I would never want to go clubbing. It's not my cup of tea and have absolutely no desire to step inside a place like that. On the other hand, a bar/pub can be fun. I would be up for that and could enjoy that. I would look up those places and offer those, but no to the clubs.


----------



## weightlifter (Dec 14, 2012)

Your husband likes spending time with you.
You won.
Read all the stories about being ignored here.

Do it.


----------



## weightlifter (Dec 14, 2012)

I wonder if the OP realizes just how many women will read her post and think, "I sure wish MY HUSBAND would do that."


----------



## HappyAfter10 (Aug 18, 2015)

I certainly hope I didn't give the impression I am complaining, because that is totally not the case. Trust me, you guys don't know the half of how lucky I am 

I am simply awkward as hell, and looking for other peoples input on a social situation I am not used to. I'm all for trying something new, or something I have not done in a long long time.


----------



## SecondTime'Round (Jan 15, 2015)

HappyAfter10 said:


> I certainly hope I didn't give the impression I am complaining, because that is totally not the case. Trust me, you guys don't know the half of how lucky I am
> 
> *I am simply awkward as hell, *and looking for other peoples input on a social situation I am not used to. I'm all for trying something new, or something I have not done in a long long time.


lol awwwww . I'm sure it's not as bad as you think!


----------



## HappyAfter10 (Aug 18, 2015)

Lol sweet of you to say 

I have learned how to hold my own and make conversation, but the club/bar scene is one I have never experienced much. Another learning curve I guess.

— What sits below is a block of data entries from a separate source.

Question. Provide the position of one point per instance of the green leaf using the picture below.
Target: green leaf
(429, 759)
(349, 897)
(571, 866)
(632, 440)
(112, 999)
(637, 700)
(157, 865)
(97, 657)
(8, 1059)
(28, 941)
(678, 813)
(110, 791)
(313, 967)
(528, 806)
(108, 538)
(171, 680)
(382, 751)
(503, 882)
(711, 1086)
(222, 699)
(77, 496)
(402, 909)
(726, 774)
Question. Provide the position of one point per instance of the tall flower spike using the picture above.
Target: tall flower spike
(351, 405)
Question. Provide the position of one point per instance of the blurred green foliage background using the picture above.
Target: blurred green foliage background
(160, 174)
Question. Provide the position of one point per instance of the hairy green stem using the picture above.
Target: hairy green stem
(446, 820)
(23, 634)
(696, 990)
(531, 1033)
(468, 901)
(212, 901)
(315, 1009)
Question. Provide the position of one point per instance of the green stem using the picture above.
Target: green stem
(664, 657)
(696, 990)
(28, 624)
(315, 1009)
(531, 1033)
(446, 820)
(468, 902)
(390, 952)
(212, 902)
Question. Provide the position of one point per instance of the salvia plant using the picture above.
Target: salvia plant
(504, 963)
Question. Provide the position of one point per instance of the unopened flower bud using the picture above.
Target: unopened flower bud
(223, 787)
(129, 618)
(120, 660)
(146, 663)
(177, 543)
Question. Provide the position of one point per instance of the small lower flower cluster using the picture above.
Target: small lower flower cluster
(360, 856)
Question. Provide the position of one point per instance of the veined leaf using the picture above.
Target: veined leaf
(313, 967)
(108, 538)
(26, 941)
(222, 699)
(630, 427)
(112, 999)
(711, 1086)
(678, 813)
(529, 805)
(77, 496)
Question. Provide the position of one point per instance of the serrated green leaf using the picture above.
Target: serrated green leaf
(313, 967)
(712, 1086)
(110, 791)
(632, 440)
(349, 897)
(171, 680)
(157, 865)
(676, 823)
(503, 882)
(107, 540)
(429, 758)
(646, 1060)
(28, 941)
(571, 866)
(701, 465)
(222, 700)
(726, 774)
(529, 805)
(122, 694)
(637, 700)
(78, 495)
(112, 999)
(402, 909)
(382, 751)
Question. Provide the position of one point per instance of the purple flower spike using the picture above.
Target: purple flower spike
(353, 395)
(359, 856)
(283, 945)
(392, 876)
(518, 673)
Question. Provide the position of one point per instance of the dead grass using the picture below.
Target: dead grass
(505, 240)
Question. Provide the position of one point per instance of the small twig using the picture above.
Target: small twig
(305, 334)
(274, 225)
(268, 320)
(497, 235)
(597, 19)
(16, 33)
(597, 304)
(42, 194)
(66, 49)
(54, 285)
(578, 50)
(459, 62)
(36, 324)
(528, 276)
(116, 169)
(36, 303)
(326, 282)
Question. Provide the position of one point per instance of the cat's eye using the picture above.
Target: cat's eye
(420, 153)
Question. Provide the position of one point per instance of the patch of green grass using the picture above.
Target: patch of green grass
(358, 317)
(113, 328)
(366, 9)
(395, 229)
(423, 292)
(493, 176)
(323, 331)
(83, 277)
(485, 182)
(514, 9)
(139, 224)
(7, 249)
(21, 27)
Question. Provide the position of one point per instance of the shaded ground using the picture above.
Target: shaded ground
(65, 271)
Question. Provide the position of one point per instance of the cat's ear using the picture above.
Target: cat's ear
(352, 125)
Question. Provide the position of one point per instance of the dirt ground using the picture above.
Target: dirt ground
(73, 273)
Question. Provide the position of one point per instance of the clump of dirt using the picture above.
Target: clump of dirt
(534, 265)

Its funny, often times women are the chatty ones, its the opposite with us.


----------



## SecondTime'Round (Jan 15, 2015)

HappyAfter10 said:


> Lol sweet of you to say
> 
> I have learned how to hold my own and make conversation, but the club/bar scene is one I have never experienced much. Another learning curve I guess.
> 
> Its funny, often times women are the chatty ones, its the opposite with us.

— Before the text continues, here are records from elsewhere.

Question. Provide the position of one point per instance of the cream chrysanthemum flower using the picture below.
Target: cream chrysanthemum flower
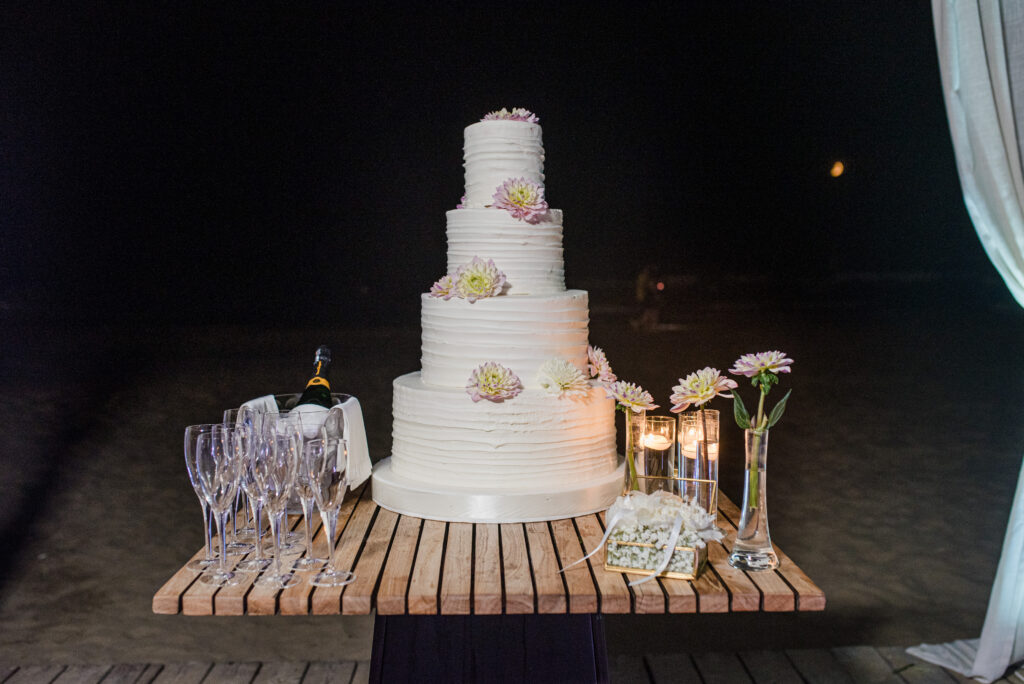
(523, 199)
(598, 365)
(699, 388)
(443, 288)
(763, 361)
(493, 382)
(630, 396)
(559, 377)
(517, 114)
(478, 279)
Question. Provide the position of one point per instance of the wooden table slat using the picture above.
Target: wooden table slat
(582, 592)
(404, 564)
(743, 594)
(457, 585)
(167, 600)
(487, 586)
(681, 596)
(424, 583)
(515, 562)
(357, 598)
(394, 580)
(711, 591)
(353, 520)
(614, 595)
(544, 562)
(263, 600)
(295, 600)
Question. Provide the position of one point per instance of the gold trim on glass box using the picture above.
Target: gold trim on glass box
(699, 555)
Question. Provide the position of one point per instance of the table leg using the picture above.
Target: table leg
(476, 648)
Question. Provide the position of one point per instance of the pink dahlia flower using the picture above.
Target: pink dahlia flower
(493, 382)
(523, 199)
(699, 388)
(477, 280)
(764, 361)
(517, 114)
(598, 365)
(443, 288)
(630, 396)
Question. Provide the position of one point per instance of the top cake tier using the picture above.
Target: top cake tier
(496, 151)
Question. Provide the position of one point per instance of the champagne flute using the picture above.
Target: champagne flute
(192, 434)
(290, 423)
(218, 466)
(255, 465)
(280, 450)
(242, 417)
(325, 460)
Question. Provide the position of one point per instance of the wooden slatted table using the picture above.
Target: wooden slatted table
(461, 602)
(407, 565)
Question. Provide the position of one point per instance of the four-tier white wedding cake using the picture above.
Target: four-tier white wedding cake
(504, 423)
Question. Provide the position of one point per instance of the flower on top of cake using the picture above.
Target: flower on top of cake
(523, 199)
(493, 382)
(517, 114)
(476, 280)
(598, 365)
(560, 378)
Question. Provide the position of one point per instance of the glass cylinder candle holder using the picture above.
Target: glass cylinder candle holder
(659, 454)
(698, 455)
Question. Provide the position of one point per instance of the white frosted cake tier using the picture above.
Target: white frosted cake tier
(528, 254)
(528, 504)
(520, 332)
(535, 439)
(496, 151)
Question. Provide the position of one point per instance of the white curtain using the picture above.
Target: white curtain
(981, 58)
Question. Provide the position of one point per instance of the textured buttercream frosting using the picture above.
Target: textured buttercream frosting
(518, 332)
(528, 254)
(499, 150)
(531, 457)
(535, 439)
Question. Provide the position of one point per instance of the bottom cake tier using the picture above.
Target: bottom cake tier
(536, 457)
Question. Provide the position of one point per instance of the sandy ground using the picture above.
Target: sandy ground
(891, 473)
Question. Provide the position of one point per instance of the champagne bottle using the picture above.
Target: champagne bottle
(317, 390)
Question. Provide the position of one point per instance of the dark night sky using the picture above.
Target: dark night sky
(166, 163)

Definitely start with a pub/bar. Hopefully he will compromise on that! Seek out a night when a live band is playing and a place that at least has tables to sit at.

You sound like someone I'd love to hang out with!


----------



## LainyLove22 (Aug 22, 2015)

I wouldn't mind a night out occasionally with loud ass music , cigarette smoke and tipsy dancing ...... all to escape the reality of being a working mother of 2 children and also a housewife.

The thing is that my SO is a little more than a decade older than an I am and he's is sooo over this kind of scene. 

As a compromise we may head out to a much more sedate bar or lounge for drinks which is not the same nevertheless a night out together.


----------